On the former, the standard justification for the proposal refers to the huge advantage that admission to highly selective colleges (defined as the eight Ivies along with Duke, MIT, Stanford, and the University of Chicago—the so-called “Ivy plus” institutions) have in taking dominant leadership positions in America. No one should doubt the truth of the proposition, carefully documented in a Harvard report by Raj Chetty, David Deming, and John Friedman that finds: “Less than 1 percent of Americans attend these twelve colleges, yet they account for 13.4% of those in the top 0.1% of the income distribution, a quarter of US senators, half of all Rhodes scholars, and three-fourths of Supreme Court justices appointed in the last half-century.” Yet what inferences should be drawn from this impressive record of accomplishment? I think that no one should ever tamper with the institutions that sustain over time this unrivaled measure of success, which may well be bolstered by their legacy and donor preferences. The two sets of preferences contribute a solid source of income to these universities, defraying the cost of educating students and allowing these institutions to cross-subsidize faculty hires, research facilities, and scholarship support to well-qualified students of lesser means, including diversity admits.

Yet the Harvard study never addresses whether any of these “Ivy plus” universities will maintain the same overall excellence in intellectual talent and research support if loyal alums and large donors are shown the door. Those poor results will become apparent if donor and legacy gifts start to dry up when this program is put into place—assuming that it has any teeth, which is far from clear. But the more successful this program is in changing the composition of the student body, the more likely these institutions will falter from their stellar levels of achievement, by attracting a weaker student body working with fewer resources. 

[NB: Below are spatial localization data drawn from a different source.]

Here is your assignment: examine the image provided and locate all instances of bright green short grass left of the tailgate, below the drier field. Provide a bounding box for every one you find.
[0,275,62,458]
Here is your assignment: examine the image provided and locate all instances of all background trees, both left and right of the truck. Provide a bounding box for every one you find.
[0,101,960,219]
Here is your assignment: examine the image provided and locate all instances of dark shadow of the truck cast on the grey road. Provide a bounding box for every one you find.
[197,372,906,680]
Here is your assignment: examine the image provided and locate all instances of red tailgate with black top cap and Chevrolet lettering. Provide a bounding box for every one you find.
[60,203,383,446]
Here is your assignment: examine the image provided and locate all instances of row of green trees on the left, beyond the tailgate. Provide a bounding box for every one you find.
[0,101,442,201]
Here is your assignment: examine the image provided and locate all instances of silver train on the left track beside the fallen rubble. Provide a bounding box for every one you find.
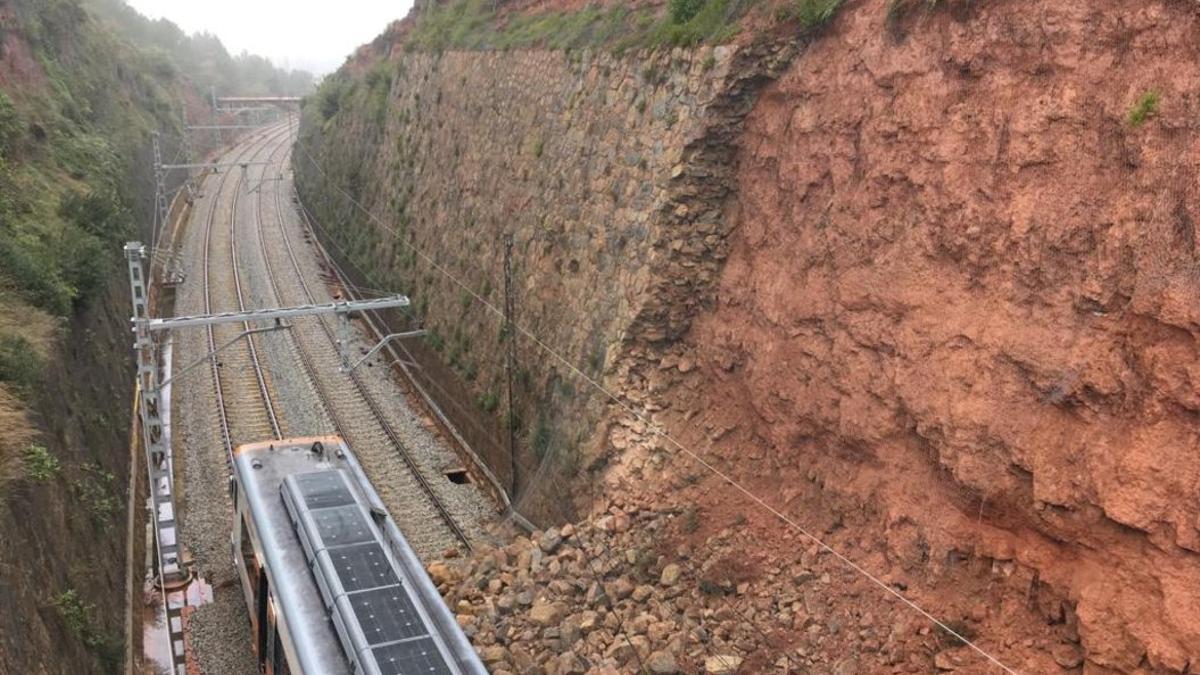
[230,436,487,675]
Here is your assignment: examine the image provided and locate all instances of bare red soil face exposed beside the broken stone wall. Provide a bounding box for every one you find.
[667,0,1200,673]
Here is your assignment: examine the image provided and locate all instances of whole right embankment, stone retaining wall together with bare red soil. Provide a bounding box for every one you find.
[296,0,1200,673]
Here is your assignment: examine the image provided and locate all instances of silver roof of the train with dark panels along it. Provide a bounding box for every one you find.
[238,437,486,675]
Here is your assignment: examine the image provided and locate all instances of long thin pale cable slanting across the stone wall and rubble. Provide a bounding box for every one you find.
[295,143,1019,675]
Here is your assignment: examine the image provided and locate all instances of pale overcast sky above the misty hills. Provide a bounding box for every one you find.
[126,0,413,74]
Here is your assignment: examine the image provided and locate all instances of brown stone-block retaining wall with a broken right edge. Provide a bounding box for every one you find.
[294,1,797,519]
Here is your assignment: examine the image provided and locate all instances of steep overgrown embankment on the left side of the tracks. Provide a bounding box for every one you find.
[0,0,309,674]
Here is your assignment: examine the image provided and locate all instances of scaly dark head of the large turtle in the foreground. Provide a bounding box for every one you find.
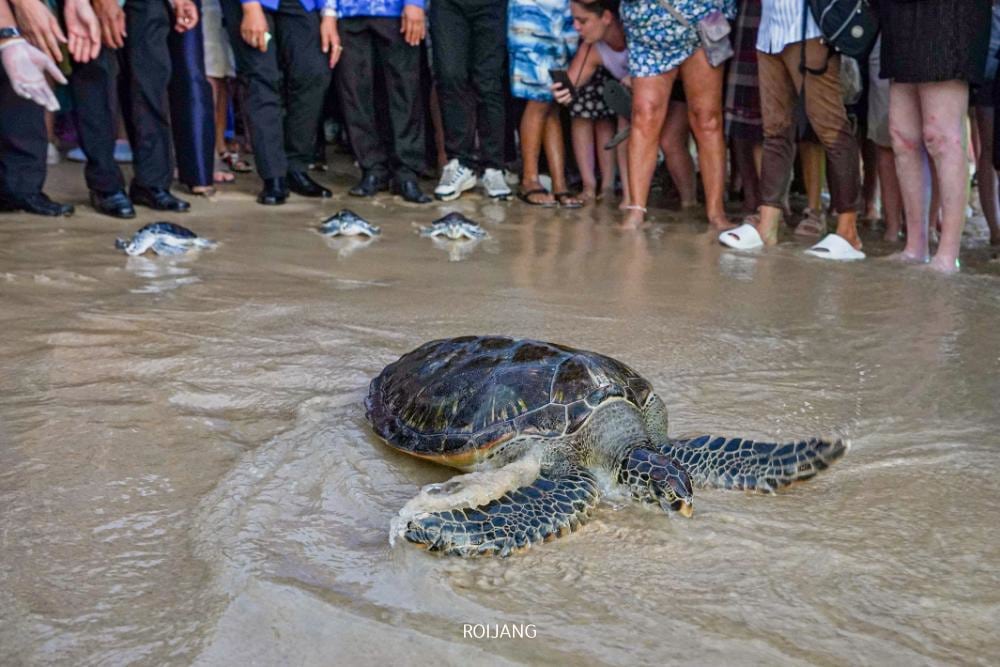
[618,447,694,517]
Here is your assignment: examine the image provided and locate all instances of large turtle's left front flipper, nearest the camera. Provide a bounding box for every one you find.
[398,465,600,557]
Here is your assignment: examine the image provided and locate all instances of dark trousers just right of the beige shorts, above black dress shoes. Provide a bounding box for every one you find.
[219,0,330,178]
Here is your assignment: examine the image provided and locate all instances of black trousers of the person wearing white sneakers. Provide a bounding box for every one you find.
[430,0,507,169]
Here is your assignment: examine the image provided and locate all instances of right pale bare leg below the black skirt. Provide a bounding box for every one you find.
[917,81,969,273]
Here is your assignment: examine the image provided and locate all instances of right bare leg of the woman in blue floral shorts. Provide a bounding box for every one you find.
[680,49,733,230]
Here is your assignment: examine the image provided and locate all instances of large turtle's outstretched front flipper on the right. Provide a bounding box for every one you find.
[659,435,849,493]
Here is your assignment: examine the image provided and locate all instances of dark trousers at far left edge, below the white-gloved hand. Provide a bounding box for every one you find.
[0,67,49,197]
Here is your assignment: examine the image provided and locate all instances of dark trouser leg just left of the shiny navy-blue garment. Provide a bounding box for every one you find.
[123,0,180,188]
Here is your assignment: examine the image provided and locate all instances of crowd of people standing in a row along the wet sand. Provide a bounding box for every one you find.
[0,0,1000,273]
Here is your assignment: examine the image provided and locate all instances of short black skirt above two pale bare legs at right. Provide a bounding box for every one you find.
[879,0,992,84]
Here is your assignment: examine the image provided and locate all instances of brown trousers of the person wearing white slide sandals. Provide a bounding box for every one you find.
[757,38,861,213]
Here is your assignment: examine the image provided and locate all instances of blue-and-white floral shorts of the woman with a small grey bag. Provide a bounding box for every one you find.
[621,0,736,77]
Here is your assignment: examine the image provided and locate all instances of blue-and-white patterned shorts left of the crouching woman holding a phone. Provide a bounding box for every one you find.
[507,0,578,102]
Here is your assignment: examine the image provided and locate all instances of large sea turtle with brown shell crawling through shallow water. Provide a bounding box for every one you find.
[365,336,848,556]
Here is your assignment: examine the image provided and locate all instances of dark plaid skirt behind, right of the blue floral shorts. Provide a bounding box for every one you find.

And so, with this prospect in view, is AB 1780 unconstitutional when applied to private institutions in its full rigor? The probable answer should be yes. Way back in 1819, the US Supreme Court in Trustees of Dartmouth College v Woodward held that it was a violation of the contract clause, which states “no state shall . . . pass any . . . Law impairing the Obligation of Contracts,” to displace private trustees, who had vested rights under a charter, with a board chosen by the New Hampshire legislature. AB 1780 is not that dramatic, but it is close, when, without displacing the trustees, it interferes with key financial and academic activities of a private institution. Unlike the decision in SFFA, there is not a shred of constitutional justification for claiming that these private institutions have deviated from some applicable constitutional norm when they extend preferences based on wealth, not race. Thus, given both First Amendment and contract clause claims, the basic issue is what does California know about the complex internal operations of these private institutions? The declarations accompanying AB 1780 never once address any of the unintended consequence that follow from what could turn out to be a major interference with private activity if aggressively enforced by the state.

To be sure, California private universities may well be loath to take on the state government, which has so many levers that it can use to turn up the pressure on any university prepared to mount this constitutional challenge. But there is also an established procedure dating back to the New Deal decision in Carter v. Carter Coal (1936), whereby a single trustee can bring suit against a private corporation (here, a university) to enjoin the implementation of this law, even before it goes into effect in September 2025.

The simple point is that it is just too risky to allow this ill-formed and incomplete statute, directed to donors and legacies, to go into effect when no one has made any concerted effort to assess the unintended consequences.